## Starting a 7-day data challenge to answer one critical business question: Where should the company focus its marketing budget to maximize profit over the next quarter?


# Importing Libraries

In [16]:
import pandas as pd
import numpy as np


Loading data

In [18]:
# 1. Data Loading
try:

  df_orders = pd.read_csv('olist_orders_dataset.csv')
  df_items = pd.read_csv('olist_order_items_dataset.csv')
  df_products = pd.read_csv('olist_products_dataset.csv')
  df_customers = pd.read_csv('olist_customers_dataset.csv')
  print("All core datasets are loaded successfull.")
except FileNotFoundError as e:
  print(f"Error: File Not Found.
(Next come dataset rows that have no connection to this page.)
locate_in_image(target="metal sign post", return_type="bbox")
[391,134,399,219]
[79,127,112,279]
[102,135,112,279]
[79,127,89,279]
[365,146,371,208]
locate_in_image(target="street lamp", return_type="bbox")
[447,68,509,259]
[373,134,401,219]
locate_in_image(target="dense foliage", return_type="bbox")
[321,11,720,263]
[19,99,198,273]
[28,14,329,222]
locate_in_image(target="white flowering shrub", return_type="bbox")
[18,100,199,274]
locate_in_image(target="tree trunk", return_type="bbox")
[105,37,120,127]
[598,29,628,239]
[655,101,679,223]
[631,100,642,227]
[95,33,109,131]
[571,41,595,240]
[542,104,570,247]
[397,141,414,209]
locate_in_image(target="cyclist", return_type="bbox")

Check File Name and Path: {e}")

All core datasets are loaded successfull.


## Data Wrangling

In [20]:
# Here we are going to join the tables and creating a master table
# join 1 Orders to Order item using Order_ID
# It is an On to many join since one order can have morethan one item

df_master = pd.merge(df_orders, df_items, on='order_id', how='inner')
print(f"Merge 1 Complet. Current size: {df_master.shape[0]} rows.")

# Join 2 Adding product details using product_id

df_master = pd.merge(df_master, df_products[['product_id', 'product_category_name']],
                     on='product_id', how= 'left')
print(f"Merge 2 Complete. Current size: {df_master.shape[0]} rows.")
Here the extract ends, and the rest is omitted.